Jika berpagar lebih banyak dengan tanaman perdu seperti bunga wora-wari atau bunga sepatu dan beluntas.
Satu-dua rumah ada yang berpagar tembok namun tingginya sekitar 50-60 cm tanpa pintu.
Ini menunjukkan bahwa masyarakat perdesaan terbuka pada siapapun. Tidak mudah curiga jika ada orang yang belum dikenal memasuki halamannya. Dan tidak kuatir pula akan kehilangan yang dimilikinya. Misalnya kambing, sapi, ayam, apalagi buah-buahan yang ada di halamannya.
Bila ada rumah berpagar tinggi di perdesaan tentulah penghuninya pendatang dari kota.
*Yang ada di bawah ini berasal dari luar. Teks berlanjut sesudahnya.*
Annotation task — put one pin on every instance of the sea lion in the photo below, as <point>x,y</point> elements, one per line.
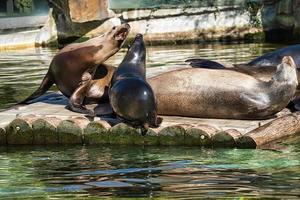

Pendatang yang ingin mencari keheningan dan ketenangan suasana desa tapi dipenuhi rasa kuatir. Kuatir ada maling yang membuat kehilangan kekayaannya yang dibawa dari kota. Kuatir ada orang masuk halamannya. Kuatir terganggu privasinya.
Pendatang dari kota banyak yang egois?
Setidaknya yang saya lihat dan perhatikan sebagian begitu. Kecuali mereka yang datang atau kembali pulang ke desa setelah merantau bekerja di kota.
Di mana bumi dipijak di situ langit dijunjung.
Ternyata banyak pendatang yang berpijak pada bumi perdesaan namun enggan bergaul dengan masyarakat desa yang lugu dan sederhana.
Jangankan hadir melayat keluarga berdukacita atau ikut gotong royong, diundang kondangan saja mengutus sopir atau pembantunya.